Indirect lawsuits will still continue, so Android device manufacturers may still end up in court against Apple, but at least Google and Apple will no longer face off in legal battles. Rather than fighting in court, it appears the companies are focused on pushing the industry forward by working on patent reform.
No Longer Jobs' Apple
On a greater level, the landmark decision to end the patent disputes between the two tech giants is one more example of how Apple has changed following former CEO Steve Jobs' death. Jobs had vowed to fight Android at all costs, and that fighting frequently took place in court. In his own words, Jobs wanted to "destroy Android, because it's a stolen product," so it is unlikely that he would have made the same agreement with Google.
Competing in the courtroom has become an increasingly common way to gain market share and put down competitors, and while Steve Jobs' motivation for legal action was different, it got Apple into the same type of situations. Apple and Google are two of the biggest names in consumer technology, so any truce between the two could reverberate throughout the industry.
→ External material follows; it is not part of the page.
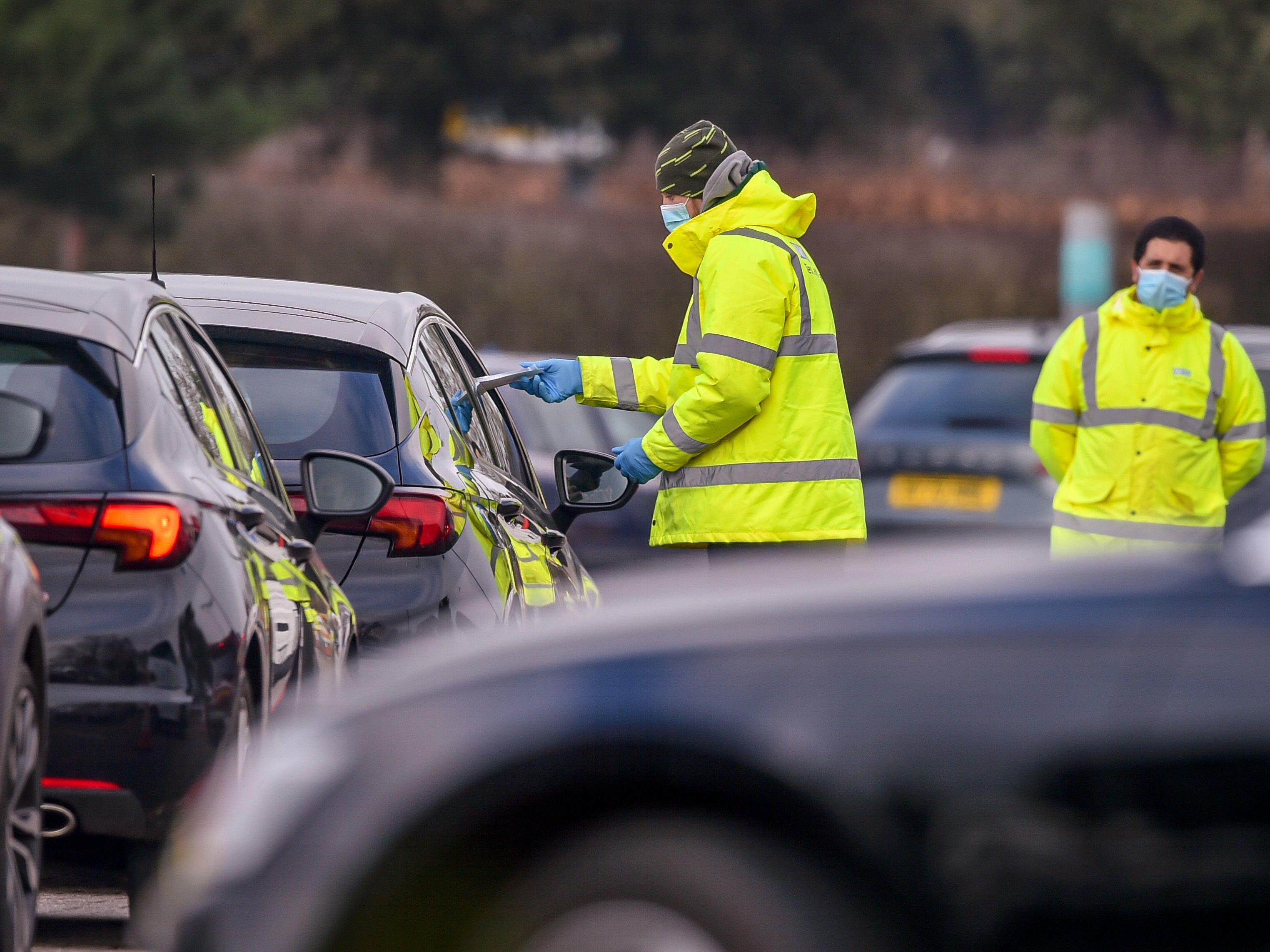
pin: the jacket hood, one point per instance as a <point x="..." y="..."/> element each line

Apple CEO Tim Cook has been criticized for his handling of the company in many situations, but his ability to compromise when necessary is something that will continue to help Apple in the future. The lawsuits between Apple and Google have been little more than a way to fight over smartphone market share.
An Ulterior Motive
From the outside it seems as though Apple and Google have embarked on a completely new path, with statements like "Apple and Google have also agreed to work together in some areas of patent reform," but the agreement may not actually be as beneficial as some would like to think. While the two companies may indeed be working toward some type of patent reform, that will not prevent intellectual-property lawsuits from occurring in the tech industry.
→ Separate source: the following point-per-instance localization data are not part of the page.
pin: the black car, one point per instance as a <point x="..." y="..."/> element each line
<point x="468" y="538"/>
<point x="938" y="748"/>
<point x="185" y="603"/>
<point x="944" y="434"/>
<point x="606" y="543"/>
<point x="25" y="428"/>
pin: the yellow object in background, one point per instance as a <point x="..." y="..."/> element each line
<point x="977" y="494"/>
In recent months Apple has shifted its focus away from Google and toward Samsung, so this agreement may come down to Apple wanting to focus on its real competitor in the smartphone market. Steve Jobs may have viewed Android as the enemy but as time has passed, Samsung has actually taken over and it has done so by its own will. As a result, legal battles between Apple and Samsung have begun to take place totaling more than $1 billion. Without having to worry about Google, Apple may simply have more time on its hands to deal with the companies that are actually taking away its market share.